High levels of hemoglobin F are seen in hemoglobinopathies, multiple myeloma, leukemia, anemia, and hereditary persistence of fetal hemoglobin (HPFH). Persons with homozygous HPFH have 100% hemoglobin F; heterozygotes have as much as 7% hemoglobin F.
Case Study
An example case in the article describes a 61-year-old woman with type 2 diabetes whose fasting glucose level consistently measured less than 110 mg/dL. Despite good fasting glucose control, her hemoglobin A1c level was 17.5%. Hemoglobin electrophoresis test results showed a hemoglobin F level of 7%, confirming a diagnosis of heterozygous HPFH.
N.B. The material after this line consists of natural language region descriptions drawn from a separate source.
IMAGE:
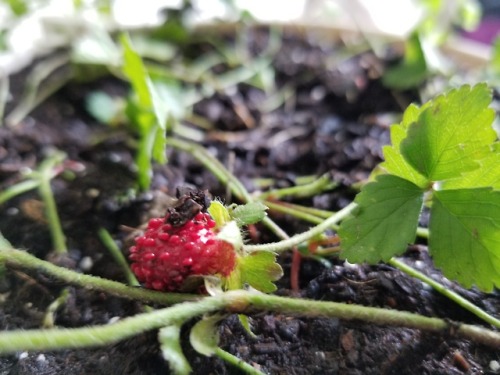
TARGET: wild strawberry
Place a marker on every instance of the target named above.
(170, 251)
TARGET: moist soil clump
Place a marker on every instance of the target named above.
(336, 122)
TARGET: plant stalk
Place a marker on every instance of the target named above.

Since hemoglobin A1c is not a useful measure of diabetes control in persons with HPFH, clinicians must rely on either simply measuring fasting and postprandial glucose levels or using a method that measures more short-term hyperglycemia, such as fructosamine testing. In this patient, despite a hemoglobin A1c level of 17.5%, the fructosamine level was normal, confirming the aberrant effect of hemoglobin F that resulted in a spurious hemoglobin A1c elevation.
What’s the "Take Home"?
Because hemoglobin F glycosylates very rapidly and co-elutes with hemoglobin A (the hemoglobin we measure when monitoring hemoglobin A1c for diabetes management), it markedly elevates glycosylated hemoglobin (hemoglobin A1c) if present in meaningful amounts.
Reference:
1. Egede LE, Obah E, Lorch T, Oussova T. Spurious elevation of hemoglobin A1c by hereditary persistence of fetal hemoglobin. South Med J. 2000;93(1):62-64.